- Amiga box art
- Developer(s): Max Design
- Publisher(s): Max Design
- Programmer(s): Albert Lasser Wilfried Reiter
- Writer(s): Albert Lasser Wilfried Reiter
- Composer(s): Clemens Helbock Hannes Seifert
- Platform(s): Amiga, MS-DOS
- Release: EU: 1993; NA: 1994;
- Genre(s): Role-playing, strategy
- Mode(s): Single-player, multiplayer

= Burntime =

1993 video game

Burntime is a strategy/RPG video game for MS-DOS and Amiga produced by Max Design in 1993.

==Plot==
The game is set in a post-apocalyptic future, based on the three stages of every civilized society: ascent, heyday, and downfall. Burntime starts at the end of a flourishing civilization. The main goal of the game is to conquer the remaining habitable areas, as well as to survive.

==Gameplay==
To progress through the game the player must establish sources of food and water. The player must then clear out hostiles and hire mercenaries to guard the location. Armor can be found in the form of protective suits, and all elements of a suit must be collected for full protection.
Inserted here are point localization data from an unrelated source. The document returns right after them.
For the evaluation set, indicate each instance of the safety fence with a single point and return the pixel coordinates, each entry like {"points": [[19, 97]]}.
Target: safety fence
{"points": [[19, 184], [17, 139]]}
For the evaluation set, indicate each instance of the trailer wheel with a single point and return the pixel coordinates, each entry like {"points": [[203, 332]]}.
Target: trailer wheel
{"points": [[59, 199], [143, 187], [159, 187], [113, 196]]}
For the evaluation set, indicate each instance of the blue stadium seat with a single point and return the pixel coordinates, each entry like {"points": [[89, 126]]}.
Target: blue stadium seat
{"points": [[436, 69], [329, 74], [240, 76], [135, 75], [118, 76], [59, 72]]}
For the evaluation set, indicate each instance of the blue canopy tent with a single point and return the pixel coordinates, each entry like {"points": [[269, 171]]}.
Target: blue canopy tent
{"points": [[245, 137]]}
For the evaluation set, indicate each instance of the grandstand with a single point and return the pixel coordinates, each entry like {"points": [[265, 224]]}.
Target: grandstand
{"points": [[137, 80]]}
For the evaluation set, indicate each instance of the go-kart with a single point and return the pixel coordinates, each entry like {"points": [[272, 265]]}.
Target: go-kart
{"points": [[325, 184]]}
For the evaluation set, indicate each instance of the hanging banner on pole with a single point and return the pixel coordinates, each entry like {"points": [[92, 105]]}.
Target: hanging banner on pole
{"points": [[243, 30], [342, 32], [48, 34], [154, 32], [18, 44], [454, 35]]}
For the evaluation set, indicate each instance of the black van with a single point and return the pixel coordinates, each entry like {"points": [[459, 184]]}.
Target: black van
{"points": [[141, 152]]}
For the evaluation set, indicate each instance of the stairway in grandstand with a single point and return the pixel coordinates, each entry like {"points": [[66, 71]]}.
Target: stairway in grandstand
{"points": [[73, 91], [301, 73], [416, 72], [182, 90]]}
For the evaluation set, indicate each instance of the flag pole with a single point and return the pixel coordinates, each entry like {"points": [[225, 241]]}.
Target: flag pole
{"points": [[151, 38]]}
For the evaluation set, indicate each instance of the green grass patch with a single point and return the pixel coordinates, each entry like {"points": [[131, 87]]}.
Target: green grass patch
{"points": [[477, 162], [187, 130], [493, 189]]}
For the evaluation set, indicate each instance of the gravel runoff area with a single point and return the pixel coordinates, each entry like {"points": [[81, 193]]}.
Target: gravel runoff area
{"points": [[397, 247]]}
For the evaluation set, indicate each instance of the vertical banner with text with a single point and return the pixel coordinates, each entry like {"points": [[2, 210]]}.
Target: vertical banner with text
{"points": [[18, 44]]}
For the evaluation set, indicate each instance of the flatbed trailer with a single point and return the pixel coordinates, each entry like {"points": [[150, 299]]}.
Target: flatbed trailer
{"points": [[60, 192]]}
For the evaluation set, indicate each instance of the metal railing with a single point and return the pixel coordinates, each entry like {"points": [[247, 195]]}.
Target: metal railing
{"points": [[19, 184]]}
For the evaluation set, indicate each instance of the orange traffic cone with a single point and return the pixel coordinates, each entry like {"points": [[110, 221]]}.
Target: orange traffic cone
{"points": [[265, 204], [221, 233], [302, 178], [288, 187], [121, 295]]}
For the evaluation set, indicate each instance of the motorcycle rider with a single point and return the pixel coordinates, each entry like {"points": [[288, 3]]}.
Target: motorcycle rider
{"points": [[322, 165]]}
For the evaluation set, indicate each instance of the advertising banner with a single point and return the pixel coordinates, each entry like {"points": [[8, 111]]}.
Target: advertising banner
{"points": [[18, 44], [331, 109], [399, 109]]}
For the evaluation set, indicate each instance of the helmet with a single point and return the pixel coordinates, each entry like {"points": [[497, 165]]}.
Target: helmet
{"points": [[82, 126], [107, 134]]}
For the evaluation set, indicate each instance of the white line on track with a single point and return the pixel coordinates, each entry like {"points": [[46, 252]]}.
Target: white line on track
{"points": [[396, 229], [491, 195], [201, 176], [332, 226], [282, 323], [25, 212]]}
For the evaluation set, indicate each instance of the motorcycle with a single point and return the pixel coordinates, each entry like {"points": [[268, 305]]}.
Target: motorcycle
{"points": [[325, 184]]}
There are three classes of mercenaries: doctors, technicians, and fighters. Fighters are good at defending areas and killing monsters. Technicians are needed to combine scrap items to produce working items (for example, wire, screws, and a woodpile will produce a rat trap, a great source of food and income). Finally, doctors will heal the player and their men if they keep them over a period of time.